Between 2005 and 2006 he was an advisor to Ivo Miro Jović, who was, at the time, the Croat member of the Presidency of Bosnia and Herzegovina. From May 2006 until February 2007, he was a member of the Federal House of Peoples. At the 2006 general election, Čavara won a seat in the Federal House of Representatives and was named its Vice-President.

===President of the Federation of Bosnia and Herzegovina (2015–2023)===
Following the 2014 general election, Čavara was appointed as president of the Federation of Bosnia and Herzegovina, one of the two autonomous entities that compose Bosnia and Herzegovina, taking office on 9 February 2015. Since 2019, he has refused to appoint judges to the Federal Constitutional Court, impairing its functionality, as the Court does not have enough judges to run its panel on vital national interests. This issue has been included also in the yearly reports by the European Commission.

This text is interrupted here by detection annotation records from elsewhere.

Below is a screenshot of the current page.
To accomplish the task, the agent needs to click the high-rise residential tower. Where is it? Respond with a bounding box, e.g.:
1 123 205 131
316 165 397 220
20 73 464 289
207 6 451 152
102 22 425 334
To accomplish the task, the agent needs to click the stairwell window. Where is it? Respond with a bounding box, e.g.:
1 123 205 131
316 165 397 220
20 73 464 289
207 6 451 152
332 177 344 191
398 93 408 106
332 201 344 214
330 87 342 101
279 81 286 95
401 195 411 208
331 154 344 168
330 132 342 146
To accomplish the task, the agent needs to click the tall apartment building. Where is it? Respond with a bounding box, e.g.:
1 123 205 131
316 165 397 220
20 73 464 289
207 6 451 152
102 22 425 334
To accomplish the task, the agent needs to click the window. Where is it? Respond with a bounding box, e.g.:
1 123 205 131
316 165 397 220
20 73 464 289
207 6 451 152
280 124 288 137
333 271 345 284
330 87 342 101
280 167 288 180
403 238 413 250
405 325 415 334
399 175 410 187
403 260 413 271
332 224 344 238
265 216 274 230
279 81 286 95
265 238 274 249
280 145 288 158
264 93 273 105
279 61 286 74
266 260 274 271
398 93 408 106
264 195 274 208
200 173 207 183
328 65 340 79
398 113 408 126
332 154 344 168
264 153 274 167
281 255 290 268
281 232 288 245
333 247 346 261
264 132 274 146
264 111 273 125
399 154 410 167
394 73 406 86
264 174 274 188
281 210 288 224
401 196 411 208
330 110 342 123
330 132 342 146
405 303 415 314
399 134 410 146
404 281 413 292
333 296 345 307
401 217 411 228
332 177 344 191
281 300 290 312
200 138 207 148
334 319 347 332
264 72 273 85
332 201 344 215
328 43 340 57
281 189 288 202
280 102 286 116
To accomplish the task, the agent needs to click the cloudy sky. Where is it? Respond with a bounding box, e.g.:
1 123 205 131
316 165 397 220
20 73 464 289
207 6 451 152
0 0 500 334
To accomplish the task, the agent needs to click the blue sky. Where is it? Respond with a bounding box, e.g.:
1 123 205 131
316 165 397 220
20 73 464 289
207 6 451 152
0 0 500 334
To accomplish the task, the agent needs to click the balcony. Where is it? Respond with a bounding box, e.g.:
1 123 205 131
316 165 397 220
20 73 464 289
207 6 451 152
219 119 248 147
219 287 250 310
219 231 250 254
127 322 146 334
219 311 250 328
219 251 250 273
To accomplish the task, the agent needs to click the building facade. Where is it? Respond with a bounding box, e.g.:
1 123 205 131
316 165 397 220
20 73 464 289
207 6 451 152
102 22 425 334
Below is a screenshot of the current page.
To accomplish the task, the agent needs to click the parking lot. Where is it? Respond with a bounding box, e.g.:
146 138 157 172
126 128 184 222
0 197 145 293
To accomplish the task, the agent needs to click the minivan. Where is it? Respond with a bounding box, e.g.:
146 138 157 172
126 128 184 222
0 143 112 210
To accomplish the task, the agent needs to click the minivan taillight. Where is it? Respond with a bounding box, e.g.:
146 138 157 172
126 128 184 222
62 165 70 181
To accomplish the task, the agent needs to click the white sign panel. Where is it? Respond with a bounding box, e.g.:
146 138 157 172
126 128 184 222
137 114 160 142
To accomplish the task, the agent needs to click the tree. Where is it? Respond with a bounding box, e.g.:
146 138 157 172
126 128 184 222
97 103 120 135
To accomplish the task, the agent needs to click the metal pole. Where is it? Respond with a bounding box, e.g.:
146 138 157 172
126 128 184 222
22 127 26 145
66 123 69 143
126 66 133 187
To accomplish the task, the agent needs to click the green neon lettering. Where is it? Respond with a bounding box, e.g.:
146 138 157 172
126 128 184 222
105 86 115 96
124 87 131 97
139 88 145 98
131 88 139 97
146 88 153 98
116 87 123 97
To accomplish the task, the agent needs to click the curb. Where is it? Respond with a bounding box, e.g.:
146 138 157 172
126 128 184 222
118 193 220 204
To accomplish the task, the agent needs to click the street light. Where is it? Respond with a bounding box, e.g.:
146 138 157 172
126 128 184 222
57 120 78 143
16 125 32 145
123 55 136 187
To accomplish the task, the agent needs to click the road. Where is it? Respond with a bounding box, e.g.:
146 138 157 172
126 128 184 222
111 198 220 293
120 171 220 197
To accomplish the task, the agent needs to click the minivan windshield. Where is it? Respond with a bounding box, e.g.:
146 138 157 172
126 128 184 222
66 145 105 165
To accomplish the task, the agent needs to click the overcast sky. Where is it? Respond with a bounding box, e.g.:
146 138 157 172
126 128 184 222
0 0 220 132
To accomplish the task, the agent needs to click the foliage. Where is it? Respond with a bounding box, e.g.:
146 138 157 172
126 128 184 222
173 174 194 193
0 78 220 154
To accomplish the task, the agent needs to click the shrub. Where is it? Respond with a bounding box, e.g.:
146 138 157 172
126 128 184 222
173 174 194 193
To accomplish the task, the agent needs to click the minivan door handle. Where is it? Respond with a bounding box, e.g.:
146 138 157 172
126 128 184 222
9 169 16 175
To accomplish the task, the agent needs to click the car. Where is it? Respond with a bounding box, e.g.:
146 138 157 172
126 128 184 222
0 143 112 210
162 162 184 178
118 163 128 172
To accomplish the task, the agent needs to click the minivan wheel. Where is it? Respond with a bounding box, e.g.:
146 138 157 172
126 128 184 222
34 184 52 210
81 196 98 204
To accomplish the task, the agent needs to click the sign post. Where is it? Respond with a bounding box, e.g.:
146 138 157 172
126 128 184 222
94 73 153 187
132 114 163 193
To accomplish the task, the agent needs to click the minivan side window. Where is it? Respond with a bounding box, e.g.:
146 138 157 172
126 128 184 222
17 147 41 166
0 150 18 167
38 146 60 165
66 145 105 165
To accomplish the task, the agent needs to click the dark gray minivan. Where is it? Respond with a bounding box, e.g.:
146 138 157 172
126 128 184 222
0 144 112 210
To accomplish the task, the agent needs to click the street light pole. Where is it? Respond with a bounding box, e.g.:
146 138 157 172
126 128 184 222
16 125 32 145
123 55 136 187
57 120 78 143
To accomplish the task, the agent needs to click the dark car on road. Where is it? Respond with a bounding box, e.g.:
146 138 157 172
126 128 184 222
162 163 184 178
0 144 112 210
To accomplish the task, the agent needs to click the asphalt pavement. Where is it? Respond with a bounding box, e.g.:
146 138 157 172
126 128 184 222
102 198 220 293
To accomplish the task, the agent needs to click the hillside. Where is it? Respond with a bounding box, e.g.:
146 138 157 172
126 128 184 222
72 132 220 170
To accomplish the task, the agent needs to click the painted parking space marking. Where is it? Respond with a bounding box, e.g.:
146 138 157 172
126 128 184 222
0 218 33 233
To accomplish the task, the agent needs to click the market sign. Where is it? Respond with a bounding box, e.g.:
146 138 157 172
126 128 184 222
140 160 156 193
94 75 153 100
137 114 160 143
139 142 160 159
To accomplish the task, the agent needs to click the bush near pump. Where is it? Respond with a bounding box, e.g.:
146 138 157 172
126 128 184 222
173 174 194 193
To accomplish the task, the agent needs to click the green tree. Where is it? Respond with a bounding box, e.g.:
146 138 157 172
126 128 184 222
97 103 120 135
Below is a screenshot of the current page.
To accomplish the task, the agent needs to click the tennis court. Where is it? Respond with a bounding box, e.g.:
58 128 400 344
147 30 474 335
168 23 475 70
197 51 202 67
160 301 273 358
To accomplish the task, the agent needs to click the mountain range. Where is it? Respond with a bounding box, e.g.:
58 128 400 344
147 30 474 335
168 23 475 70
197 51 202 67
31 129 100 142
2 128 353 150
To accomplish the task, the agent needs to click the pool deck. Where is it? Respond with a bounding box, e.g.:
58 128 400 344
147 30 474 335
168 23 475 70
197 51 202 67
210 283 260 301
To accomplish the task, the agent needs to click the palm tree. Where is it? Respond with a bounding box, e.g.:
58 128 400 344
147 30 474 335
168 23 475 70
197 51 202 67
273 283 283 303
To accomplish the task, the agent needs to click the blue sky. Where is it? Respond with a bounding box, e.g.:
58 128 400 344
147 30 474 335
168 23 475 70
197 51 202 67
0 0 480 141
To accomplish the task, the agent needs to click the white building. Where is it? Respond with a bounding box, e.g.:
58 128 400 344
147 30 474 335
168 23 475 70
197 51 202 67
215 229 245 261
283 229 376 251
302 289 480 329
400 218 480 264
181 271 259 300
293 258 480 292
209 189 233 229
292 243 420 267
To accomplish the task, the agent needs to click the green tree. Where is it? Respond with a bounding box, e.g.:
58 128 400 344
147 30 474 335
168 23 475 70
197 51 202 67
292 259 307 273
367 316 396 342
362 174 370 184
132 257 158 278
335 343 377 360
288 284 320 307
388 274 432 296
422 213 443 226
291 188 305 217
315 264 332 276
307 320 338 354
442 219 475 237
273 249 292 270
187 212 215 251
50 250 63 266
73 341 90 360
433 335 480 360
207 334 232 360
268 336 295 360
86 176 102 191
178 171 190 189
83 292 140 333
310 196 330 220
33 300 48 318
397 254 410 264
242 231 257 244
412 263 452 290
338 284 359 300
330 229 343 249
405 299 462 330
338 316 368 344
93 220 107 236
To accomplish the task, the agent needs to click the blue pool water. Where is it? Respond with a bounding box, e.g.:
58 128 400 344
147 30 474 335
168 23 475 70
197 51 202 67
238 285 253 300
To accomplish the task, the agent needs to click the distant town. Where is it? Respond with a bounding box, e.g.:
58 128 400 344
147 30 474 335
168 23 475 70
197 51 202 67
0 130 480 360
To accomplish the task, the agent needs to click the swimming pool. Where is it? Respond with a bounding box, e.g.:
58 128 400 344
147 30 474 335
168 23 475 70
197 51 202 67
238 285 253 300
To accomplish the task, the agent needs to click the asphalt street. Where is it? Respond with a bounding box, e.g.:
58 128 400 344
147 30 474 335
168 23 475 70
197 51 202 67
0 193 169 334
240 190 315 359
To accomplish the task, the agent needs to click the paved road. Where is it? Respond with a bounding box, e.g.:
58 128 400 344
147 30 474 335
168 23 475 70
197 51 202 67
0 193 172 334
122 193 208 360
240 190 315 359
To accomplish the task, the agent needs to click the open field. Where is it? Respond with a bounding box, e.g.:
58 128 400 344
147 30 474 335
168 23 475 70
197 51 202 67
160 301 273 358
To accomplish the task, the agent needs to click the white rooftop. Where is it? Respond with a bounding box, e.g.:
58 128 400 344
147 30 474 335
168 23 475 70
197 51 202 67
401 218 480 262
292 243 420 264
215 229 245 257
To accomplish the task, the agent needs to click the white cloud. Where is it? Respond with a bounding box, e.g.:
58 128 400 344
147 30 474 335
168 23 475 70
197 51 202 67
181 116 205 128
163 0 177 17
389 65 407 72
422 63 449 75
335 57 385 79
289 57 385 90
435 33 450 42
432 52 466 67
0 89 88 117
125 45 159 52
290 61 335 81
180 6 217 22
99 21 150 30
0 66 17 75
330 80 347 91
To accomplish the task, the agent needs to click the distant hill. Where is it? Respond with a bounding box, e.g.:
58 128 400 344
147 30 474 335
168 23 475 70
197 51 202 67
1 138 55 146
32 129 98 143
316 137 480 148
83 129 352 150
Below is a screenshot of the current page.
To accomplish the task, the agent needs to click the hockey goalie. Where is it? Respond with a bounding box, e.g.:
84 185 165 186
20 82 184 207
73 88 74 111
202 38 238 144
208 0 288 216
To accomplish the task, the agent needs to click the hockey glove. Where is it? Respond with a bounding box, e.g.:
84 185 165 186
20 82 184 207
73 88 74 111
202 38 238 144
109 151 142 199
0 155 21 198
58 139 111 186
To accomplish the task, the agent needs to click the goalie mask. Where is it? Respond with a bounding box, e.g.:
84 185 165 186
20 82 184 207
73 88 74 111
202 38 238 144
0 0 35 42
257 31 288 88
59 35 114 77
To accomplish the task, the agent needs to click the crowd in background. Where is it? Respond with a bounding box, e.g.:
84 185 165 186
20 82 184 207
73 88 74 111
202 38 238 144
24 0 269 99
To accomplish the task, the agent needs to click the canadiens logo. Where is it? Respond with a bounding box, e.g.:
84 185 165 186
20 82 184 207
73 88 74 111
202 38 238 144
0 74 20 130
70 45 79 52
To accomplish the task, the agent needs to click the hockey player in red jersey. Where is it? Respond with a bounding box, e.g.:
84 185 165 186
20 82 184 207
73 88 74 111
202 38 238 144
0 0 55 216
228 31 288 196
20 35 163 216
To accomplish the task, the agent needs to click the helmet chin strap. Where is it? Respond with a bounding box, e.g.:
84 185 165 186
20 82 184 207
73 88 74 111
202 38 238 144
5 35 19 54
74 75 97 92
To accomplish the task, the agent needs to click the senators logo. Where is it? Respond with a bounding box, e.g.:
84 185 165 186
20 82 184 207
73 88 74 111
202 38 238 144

On 28 February 2023, Čavara was succeeded by Lidija Bradara as president of the Federation of Bosnia and Herzegovina.

====Sanctions====
On 6 June 2022, Čavara was added by the United States Department of the Treasury to the Specially Designated Nationals and Blocked Persons List of individuals whose assets are blocked and U.S. persons are generally prohibited from dealing with them. Čavara was designated under Executive Order 14033, which targets persons who threaten the stability of the Western Balkans region through corruption, criminal activity, and other destabilizing behavior. The designation states that:
"Čavara’s refusal to nominate judges to fill vacancies in the Federal Constitutional Court has blocked the function of the Court’s Vital National Interest panel, a body of the Federal Constitutional Court judges created by 2002 amendments to the Federal Constitution by the High Representative for Bosnia and Herzegovina that is intended to address key issues raised by delegates in the Federal House of Peoples. This has prevented key reforms and hindered democratic processes or institutions. Such failures in governance impact the well-being, prosperity, and rights of citizens across the Federation of Bosnia and Herzegovina."

==Personal life==
Marinko is married to Ivanka Čavara, and together they have three children, one daughter, and two sons.